Cougartown, currently, is really fighting its name.  Yes, I believe, although I never watched its pilot, it did begin with the idea of a cougar looking for, um, prey.  But that is not what it has evolved into.  Not the show I've started watching.  Even the promos - the opening credits - state this isn't what you think it is. 

So is it the situation, a bar in Cheers, that keeps us coming back, or is it Norm, or the other characters whom we grow to love?  Yes, Don Knotts was funny both as Barney Fife, and as Mr. Farley in Three's Company.  But is it small town North Carolina that draws us to Mayberry, or the aw shucks attitude of the characters? 

(Did you not get the memo?

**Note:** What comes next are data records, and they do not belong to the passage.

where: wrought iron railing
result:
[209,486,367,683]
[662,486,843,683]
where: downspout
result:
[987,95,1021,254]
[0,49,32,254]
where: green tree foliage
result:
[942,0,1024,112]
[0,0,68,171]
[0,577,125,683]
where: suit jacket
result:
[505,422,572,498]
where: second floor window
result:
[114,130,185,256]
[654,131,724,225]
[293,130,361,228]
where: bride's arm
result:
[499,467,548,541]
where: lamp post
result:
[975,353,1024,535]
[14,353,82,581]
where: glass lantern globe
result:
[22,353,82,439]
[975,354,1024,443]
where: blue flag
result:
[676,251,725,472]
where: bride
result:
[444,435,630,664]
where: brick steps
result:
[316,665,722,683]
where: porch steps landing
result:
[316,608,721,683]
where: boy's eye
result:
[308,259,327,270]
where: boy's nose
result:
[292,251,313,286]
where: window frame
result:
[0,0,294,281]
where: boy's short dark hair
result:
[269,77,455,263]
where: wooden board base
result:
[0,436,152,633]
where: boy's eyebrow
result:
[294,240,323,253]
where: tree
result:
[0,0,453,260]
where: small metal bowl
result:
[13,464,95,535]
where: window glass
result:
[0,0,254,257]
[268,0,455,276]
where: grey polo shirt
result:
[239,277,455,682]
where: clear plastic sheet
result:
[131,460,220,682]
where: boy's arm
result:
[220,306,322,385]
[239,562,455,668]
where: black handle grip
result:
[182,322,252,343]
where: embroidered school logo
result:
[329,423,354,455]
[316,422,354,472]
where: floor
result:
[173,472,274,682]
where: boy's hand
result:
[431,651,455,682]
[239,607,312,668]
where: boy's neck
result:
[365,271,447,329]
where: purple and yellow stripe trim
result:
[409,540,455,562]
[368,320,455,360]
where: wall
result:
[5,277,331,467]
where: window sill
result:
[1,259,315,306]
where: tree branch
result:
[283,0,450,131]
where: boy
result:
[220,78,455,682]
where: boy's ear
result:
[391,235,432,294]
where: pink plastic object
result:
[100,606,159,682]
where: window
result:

I watch way too much television!)

New Girl is another example of a silly comedy that I haven't decided if I like or not, but really, again, the situation - a girl moving in with a few guys as room-mates - really becomes background to the characters.  Zooey Deschanel's character is really the situation of this show.  Again, showing, that really what we have are character-comedies, not situational comedies.  Yes, sometimes the situation will create the comedy - how many misunderstandings about Jack with Janet and Chrissy, and Janet and the other two girls who replaced Suzanne Somers over the years *were* based upon the situation of a man living with two women.  Then, it was a more awkward situation.  Today, New Girl's situation doesn't seem that strange.  But what brought you back to Three's Company (besides that it was on re-runs so often in my childhood that you couldn't miss it even if you wanted to) was the characters and their interactions with each other. 

So, at the end of the day, for a pilot to succeed there has to be registrable chemistry between its characters.  It may be the situation that gets us to watch, but it is the characters that keep us in tune.